When introducing the ideas of one-to-one and onto to my students, I like to begin with some simple pictures so they can "see" what's going on. For example,

onto and not

Draw a nice little picture of an onto function (the one I've drawn isn't one-to-one). Then add some more dots in the codomain and voila! It's not onto anymore. Draw a few pictures to illustrate one-to-one as well. To picture inverse functions draw a one-to-one, onto function and then "flip" all of the arrows and you've got the inverse.

Draw a bunch of pictures adding and deleting points to make functions one-to-one and/or onto or not.

Next, I'd play around with the example: $f(x)=x^2$.

1) $f: \mathbb{R} \to \mathbb{R}$ is neither one-to-one or onto.

Why? Showing something fails to be onto is simple, merely find something in the codomain that doesn't get "hit". So for example $-1$ is not in the range. When we try to solve the equation $f(x)=x^2=-1$, the only solutions we get are $x = \pm \sqrt{-1}$ (which fail to be in our domain). So nothing maps to $-1$. Thus it's not in the range so not onto.

2) Then ask, "How could we 'fix' the function so it is onto?"

$f: \mathbb{R} \to \mathbb{R}_{\geq 0} = [0,\infty)$. Now the equation $f(x)=x^2=y$ can always be solved: $x = \pm \sqrt{y}$ (which are real since $y \geq 0$.

Next, note that there are two solutions for each (non-zero) $y$. So the function isn't one-to-one.

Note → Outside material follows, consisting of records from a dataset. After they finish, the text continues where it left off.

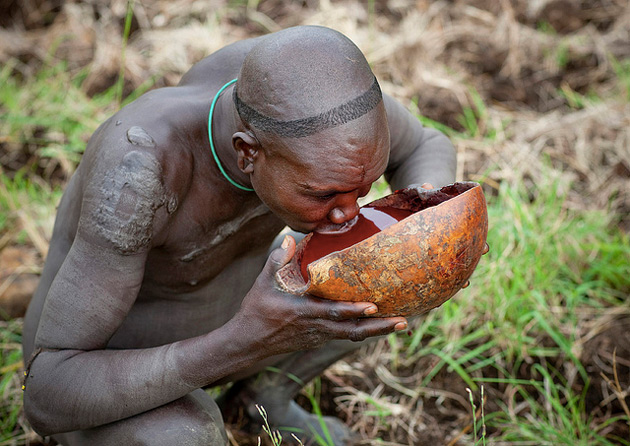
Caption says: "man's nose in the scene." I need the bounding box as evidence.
[328,198,359,225]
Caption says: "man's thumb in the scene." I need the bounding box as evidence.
[269,235,295,272]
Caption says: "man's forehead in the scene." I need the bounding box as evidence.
[233,77,383,138]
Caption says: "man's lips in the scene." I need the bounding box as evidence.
[314,215,359,234]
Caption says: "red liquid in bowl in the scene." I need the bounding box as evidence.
[300,206,413,282]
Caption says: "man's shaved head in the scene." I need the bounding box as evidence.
[234,26,382,138]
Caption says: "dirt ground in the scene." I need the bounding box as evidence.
[0,0,630,445]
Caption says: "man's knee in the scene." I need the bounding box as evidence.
[55,390,228,446]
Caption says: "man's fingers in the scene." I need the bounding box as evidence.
[304,296,378,321]
[340,317,408,341]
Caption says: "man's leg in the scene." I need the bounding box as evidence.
[53,389,228,446]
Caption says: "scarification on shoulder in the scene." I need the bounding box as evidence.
[89,151,177,255]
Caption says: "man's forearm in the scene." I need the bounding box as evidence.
[24,322,260,435]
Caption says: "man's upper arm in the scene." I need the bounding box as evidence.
[35,150,174,350]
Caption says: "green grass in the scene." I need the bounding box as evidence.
[380,173,630,445]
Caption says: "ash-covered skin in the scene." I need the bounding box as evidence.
[23,27,456,446]
[127,126,155,147]
[87,149,177,254]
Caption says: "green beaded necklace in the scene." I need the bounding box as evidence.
[208,79,254,192]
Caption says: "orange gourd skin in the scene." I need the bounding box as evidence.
[276,182,488,317]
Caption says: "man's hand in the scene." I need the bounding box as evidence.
[233,236,407,355]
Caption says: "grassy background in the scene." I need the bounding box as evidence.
[0,0,630,445]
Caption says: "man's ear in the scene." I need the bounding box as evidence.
[232,132,261,174]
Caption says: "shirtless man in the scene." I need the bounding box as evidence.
[24,27,455,446]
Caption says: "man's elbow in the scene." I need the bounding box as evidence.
[24,387,61,437]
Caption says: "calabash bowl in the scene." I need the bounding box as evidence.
[276,182,488,316]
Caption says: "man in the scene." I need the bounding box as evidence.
[24,27,455,445]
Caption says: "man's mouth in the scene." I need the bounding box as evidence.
[314,215,359,234]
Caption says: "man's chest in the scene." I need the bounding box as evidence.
[145,199,284,292]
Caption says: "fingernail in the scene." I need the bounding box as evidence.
[363,306,378,316]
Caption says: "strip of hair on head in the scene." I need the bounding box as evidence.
[233,26,382,138]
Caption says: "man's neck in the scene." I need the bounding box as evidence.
[208,88,251,191]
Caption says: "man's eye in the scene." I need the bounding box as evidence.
[315,194,337,201]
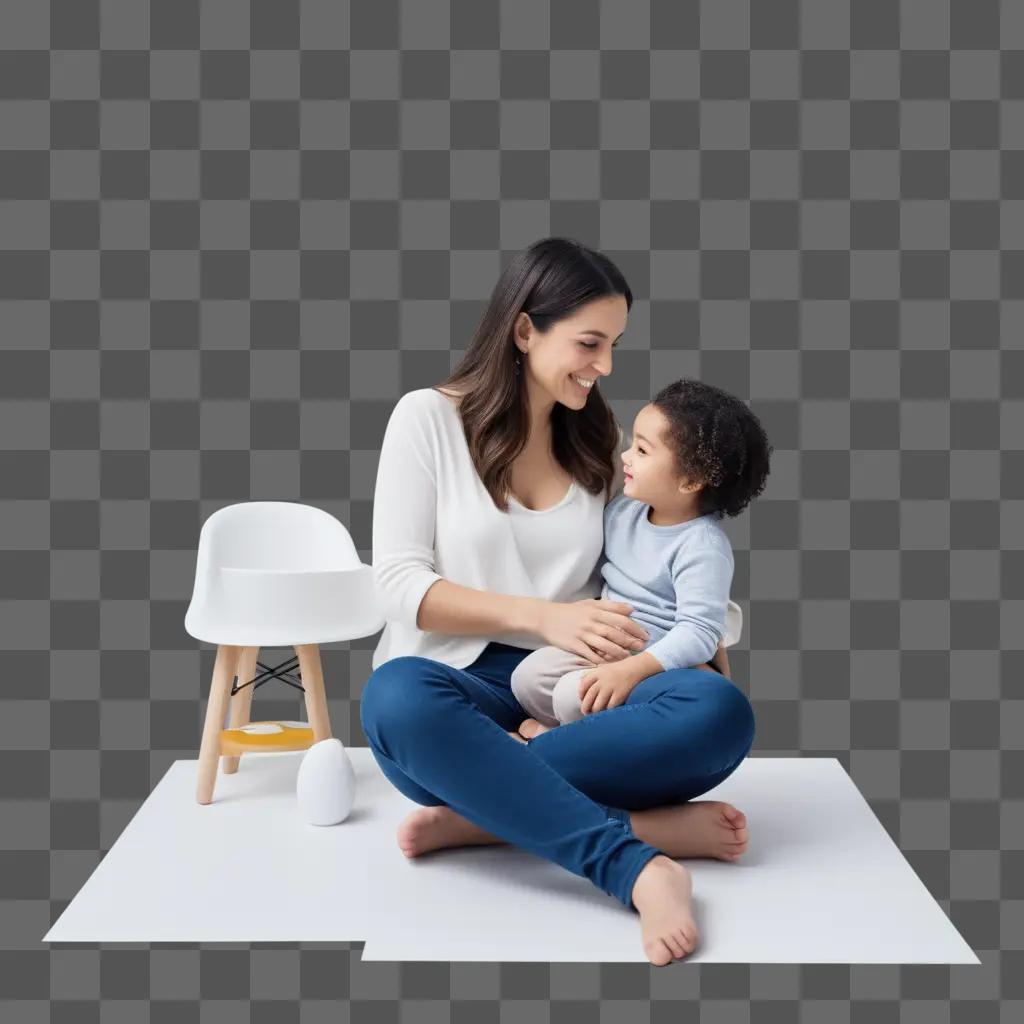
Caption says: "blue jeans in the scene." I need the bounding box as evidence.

3) How can we "fix" $f$ again so that it's one-to-one?

$f: [0,\infty) \to [0,\infty)$

Now $f(x)=f(y)$ so $x^2=y^2$ implies that $x=y$.

4) So finally, $f: [0,\infty) \to [0,\infty)$ defined by $f(x)=x^2$ is bijective (one-to-one and onto). How can we find an inverse? Go back to what N.S. suggests: it's all about solving for "x" given the equation $y=x^2$. We solve $x=\pm \sqrt{y}$ remembering that we're only allowed non-negative solutions $x=\sqrt{y}$. So $f^{-1}:[0,\infty) \to [0,\infty)$ is defined by $f^{-1}(x)=\sqrt{x}$.

Make sure to check $f(f^{-1}(x))=(\sqrt{x})^2=x$ (the inverse works on the right because $f$ is onto) and $f^{-1}(f(x))=\sqrt{x^2}=x$ (the inverse works on the left because $f$ is one-to-one).

I hope this gives you a few ideas to help get started. :)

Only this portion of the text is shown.